Abstract
Low activity of serum alkaline phosphatase (ALP) is a hallmark of hypophosphatasia (HPP), but low readings of ALP are not always recognized in clinical routine. Understanding the clinical presentations associated with low ALP may contribute to a timelier diagnosis of HPP. Data from paediatric patients with low ALP, excluding patients in intensive care and with oncological/haematological disorders, were analysed. Most recent ALP values, previous diagnoses, medication and relevant symptoms were extracted from patient records at nine specialised centres and analysed descriptively. A relationship between body height and ALP values was scrutinised by linear regression. Of 370 children, 15 (4.1%) had a diagnosis of HPP. In the subgroup without a diagnosis of HPP, 241 (67.9%) out of 355 patients had one or more medical conditions known to be associated with low serum ALP. Of those, hypothyroidism, malnutrition and steroid administration were most frequent. Characteristic symptoms, particularly, short stature, muscle weakness and delay of motor development were more frequent and ALP values were lower in patients with documented HPP diagnosis compared to patients without diagnosis of HPP (Ø z-scores:-2.52) (interquartile range [IQR]=0.20) vs.-1.96 (IQR=0.87). A weak positive linear relationship between z-scores of ALP and body height was identified (p<0.001). This analysis of paediatric patient records elucidates a wide range of disorders associated with low ALP activity. In case of additional specific symptoms, HPP should always be considered as a differential diagnosis.
Highlights
Alkaline phosphatase (ALP) is a membrane-bound ubiquitous phosphomonoesterase that catalyses the hydrolysis of phosphate monoesters [1,2,3]
Four isoenzymes of ALP are encoded by separate genes with three tissue-specific – intestinal, placental and germ-cell – isoforms and the ubiquitously expressed tissue-non-specific alkaline phosphatase (TNSALP) [1, 4]

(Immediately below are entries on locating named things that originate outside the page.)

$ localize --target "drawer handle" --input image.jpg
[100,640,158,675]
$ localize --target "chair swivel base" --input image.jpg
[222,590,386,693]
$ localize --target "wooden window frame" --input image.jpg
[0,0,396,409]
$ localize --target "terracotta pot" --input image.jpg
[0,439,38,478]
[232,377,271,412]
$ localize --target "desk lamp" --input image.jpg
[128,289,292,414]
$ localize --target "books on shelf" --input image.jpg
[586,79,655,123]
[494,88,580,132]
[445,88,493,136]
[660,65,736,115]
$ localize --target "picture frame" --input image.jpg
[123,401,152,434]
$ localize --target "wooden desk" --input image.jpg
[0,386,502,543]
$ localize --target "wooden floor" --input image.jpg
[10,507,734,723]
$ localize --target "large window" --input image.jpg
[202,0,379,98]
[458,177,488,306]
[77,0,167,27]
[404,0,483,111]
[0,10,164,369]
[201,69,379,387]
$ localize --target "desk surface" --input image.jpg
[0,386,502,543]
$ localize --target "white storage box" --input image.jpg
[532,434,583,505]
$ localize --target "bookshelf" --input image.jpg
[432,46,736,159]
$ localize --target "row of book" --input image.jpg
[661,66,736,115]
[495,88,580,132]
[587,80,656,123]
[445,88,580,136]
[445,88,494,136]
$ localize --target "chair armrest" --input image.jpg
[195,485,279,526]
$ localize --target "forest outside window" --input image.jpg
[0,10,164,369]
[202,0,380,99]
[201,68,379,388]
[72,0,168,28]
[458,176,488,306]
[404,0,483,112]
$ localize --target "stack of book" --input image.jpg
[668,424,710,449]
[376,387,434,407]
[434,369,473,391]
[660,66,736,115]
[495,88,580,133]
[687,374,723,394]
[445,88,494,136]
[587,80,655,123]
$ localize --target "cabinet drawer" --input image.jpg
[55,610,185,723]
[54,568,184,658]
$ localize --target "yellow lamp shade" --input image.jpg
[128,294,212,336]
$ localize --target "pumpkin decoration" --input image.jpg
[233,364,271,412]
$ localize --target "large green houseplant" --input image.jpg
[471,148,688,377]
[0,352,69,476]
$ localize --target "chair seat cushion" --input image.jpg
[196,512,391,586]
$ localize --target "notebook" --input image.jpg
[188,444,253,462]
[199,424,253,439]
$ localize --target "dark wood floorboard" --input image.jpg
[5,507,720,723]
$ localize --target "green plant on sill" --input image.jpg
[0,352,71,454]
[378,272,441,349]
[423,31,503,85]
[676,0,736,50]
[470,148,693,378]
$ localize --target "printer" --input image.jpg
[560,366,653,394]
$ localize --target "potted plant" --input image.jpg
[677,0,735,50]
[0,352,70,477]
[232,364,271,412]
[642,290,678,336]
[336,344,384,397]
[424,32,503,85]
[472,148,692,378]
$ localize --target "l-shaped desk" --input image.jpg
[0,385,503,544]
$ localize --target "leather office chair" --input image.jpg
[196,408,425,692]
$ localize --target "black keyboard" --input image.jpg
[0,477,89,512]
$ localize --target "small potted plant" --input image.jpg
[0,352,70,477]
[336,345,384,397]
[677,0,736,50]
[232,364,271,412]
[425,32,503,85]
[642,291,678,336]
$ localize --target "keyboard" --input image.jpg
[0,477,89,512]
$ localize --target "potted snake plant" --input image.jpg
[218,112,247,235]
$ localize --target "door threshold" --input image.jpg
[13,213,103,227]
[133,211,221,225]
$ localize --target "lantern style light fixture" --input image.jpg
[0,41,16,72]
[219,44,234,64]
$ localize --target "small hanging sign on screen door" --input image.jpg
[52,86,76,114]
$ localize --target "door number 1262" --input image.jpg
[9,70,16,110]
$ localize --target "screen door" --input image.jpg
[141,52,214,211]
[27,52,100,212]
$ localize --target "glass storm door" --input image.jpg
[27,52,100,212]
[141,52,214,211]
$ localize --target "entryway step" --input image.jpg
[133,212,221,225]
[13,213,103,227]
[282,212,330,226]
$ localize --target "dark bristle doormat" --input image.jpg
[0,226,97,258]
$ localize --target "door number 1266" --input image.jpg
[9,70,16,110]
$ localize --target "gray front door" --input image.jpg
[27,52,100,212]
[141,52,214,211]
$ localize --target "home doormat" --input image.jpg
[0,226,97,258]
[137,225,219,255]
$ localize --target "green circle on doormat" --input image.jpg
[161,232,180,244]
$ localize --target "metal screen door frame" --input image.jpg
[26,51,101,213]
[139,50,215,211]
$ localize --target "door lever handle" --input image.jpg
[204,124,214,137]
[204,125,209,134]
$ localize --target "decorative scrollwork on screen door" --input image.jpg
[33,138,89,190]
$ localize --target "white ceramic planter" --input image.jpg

Twelve medical conditions associated with low ALP activity other than HPP were identified, whereby only 15 out of the 370 records included in the analysis had a documented diagnosis of HPP
Summary
Alkaline phosphatase (ALP) is a membrane-bound ubiquitous phosphomonoesterase that catalyses the hydrolysis of phosphate monoesters [1,2,3]. Four isoenzymes of ALP are encoded by separate genes with three tissue-specific – intestinal, placental and germ-cell – isoforms and the ubiquitously expressed tissue-non-specific alkaline phosphatase (TNSALP) [1, 4]. TNSALP is most abundant in the bone, liver, kidney and deciduous teeth and accounts for about 95% of the total ALP activity in the serum [1, 5]. Unlike elevated serum levels of ALP being an established marker of multiple pathologic conditions, low serum ALP activity is less frequently encountered in clinical practice and is not always recognised. Low ALP readings may be overlooked and potentially lead to a diagnostic delay in patients with hypophosphatasia (HPP), adding to the burden of the disease [11,12,13]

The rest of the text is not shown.